Spain's desire to continue its glorious run is as strong as ever, but the champion will need something special if it is to become the first European side to win the World Cup in the Americas.

The only nation from the continent to win soccer's global showpiece outside Europe (South Africa, 2010), La Roja got a taste of things to come when it was thrashed 3-0 by host Brazil in the 2013 Confederations Cup final.

The pressure of the occasion as well as the intimidating Maracana Stadium in Rio de Janeiro, where July's World Cup final will be held, proved too much for the Spaniards. They were unable to match Brazil's intensity and fell to what was one of only three defeats under coach Vicente del Bosque (in competitive games) since he took over nearly six years ago.

That Brazil was able to dominate a Spain side used to having a lion's share of possession was partly due to the absence of the injured Xabi Alonso, whose partnership with Sergio Busquets in midfield creates a platform for teammates Xavi, Andres Iniesta and Cesc Fabregas to weave their magic.

Del Bosque, who masterminded Spain's campaign in South Africa and led it to a second-straight European title two years ago, would have learned from the reverse and planned well this time.

The former Real Madrid coach has only had to tinker with his team since he took over from the late Luis Aragones after the Euro 2008 triumph, but has recently begun to give more playing time to some of thes promising youngsters.

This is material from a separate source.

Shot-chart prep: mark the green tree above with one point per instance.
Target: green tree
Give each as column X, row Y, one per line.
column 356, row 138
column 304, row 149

Though he will be reluctant to experiment too much in Brazil and risk upsetting the balance of a side stuffed with proven champions, del Bosque will have recourse to players capable of coming off the bench and changing a game, like the creative midfield pair of Juan Mata and Koke.

Perhaps, his most significant move was the controversial decision late last year to call Brazil-born forward Diego Costa into the squad, which provoked outrage in Costa's native country.

Spain scored just eight times in seven games at the 2010 World Cup and Costa, who made his debut in a 1-0 friendly win against Italy in March, could provide the cutting edge La Roja sometimes lack upfront.

The 25-year-old has scored a bagful of goals for Atletico Madrid in the La Liga and Champions League this season, and his combative playing style, strength in the air and ability to shoot with either foot can strike fear in any defence.

In Xavi, Iniesta, Fabregas and David Silva, Spain has some of the best passers in the game, and del Bosque will be counting on Costa to make intelligent runs into space created for him.

Spain's midfield revolves around the settled quartet of Alonso, Busquets, Xavi and Iniesta. At the back, Sergio Ramos and Gerard Pique have formed a solid partnership in the middle, with the pacy Jordi Alba on the left.

With Alvaro Arbeloa apparently falling out of favour, Cesar Azpilicueta looks to be in line for the right-back slot and del Bosque has stuck with captain Iker Casillas in goal despite him losing his first-team place at Real Madrid.

A majority of these players have won more trophies at club and international level than any before them, but Brazil proved at the Confederations Cup that the Spaniards can be beaten, and beaten soundly.

Nonetheless, few would bet against del Bosque and his hugely-talented squad defending the crown.